今回は基本である「アスファルト防水」を一歩踏み込んで記載します。
過去記事「アスファルト防水」も合わせて目を通してみて下さい。

基本的にアスファルト防水とは、アスファルトルーフィングを、260〜 280℃で溶融させたアスファルトで、コンクリート下地等に貼り付けていき、同じ工程を繰り返しながら2枚から3枚以上、複数貼り重ねて防水層を作り上げる工法です。

ルーフィングの材質は、合成繊維不織布や有機繊維原紙、ガラス繊維などの基材にアスファルトを含浸塗覆させて、作られています。

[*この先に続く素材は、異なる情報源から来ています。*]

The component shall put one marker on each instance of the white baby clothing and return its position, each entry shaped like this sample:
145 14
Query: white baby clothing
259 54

この防水工法は、100年以上の歴史を誇り、現在でも日本建築学会や官公庁の防水工事共通仕様書の標準仕様として、防水業界の主流工法となっています。
それでは、工法です。

大きく分けると、密着工法と、絶縁工法があります。

密着仕様とは、下地に防水層を全面密着させる仕様であり、アスファルト防水では押えコンクリート仕上げの「押え防水」や、室内防水(厨房・浴室など)などに採用されます。

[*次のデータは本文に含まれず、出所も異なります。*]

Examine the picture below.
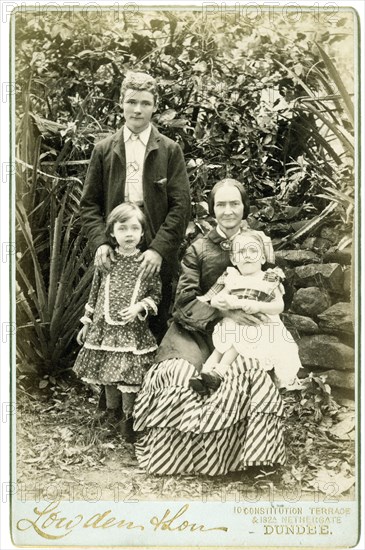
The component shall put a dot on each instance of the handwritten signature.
(51, 524)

絶縁仕様は、下地に対して防水層を部分接着させる仕様で、ルーフィングを施工する前に「穴あきルーフィング」を敷き込み絶縁機能を設けます。
これは、下地の挙動からアスファルト防水層の破断を防ぐ目的で開発され、露出防水では下地からの湿気による防水層のフクレを防ぐ目的もあり、脱気システムと併用されます。

次に使用材料です。

(a) アスファルトプライマー
これは、どのような仕様の防水層においても、一番最初にコンクリート下地に塗布する材料です。
アスファルトを主成分としたもので、アスファルトの接着に適するものとし、アスファルトルーフィング類製造所の指定する製品とします。

下記写真は、某現場にて使用したプライマー材料です↓(クリック拡大)

(b) アスファルト
溶融釜にて溶かして使用します。
JIS K 2207(石油アスファルト)による防水工事用アスファルトとします。

下記写真は、アスファルト材料です↓(クリック拡大)

(c) アスファルトルーフィング類

下記のような種類があります。

(1) アスファルトルーフィング-JIS A 6005(アスファルトルーフィングフェルト)

(2) 砂付ストレッチルーフィング-JIS A 6022(ストレッチアスファルトルーフィングフェルト)

(3) 網状アスファルトルーフィング-JIS A 6012(網状アスファルトルーフィング)合成繊維ルーフィング

(4) 砂付あなあきルーフィング-JIS A 6023(あなあきアスファルトルーフィングフェルト)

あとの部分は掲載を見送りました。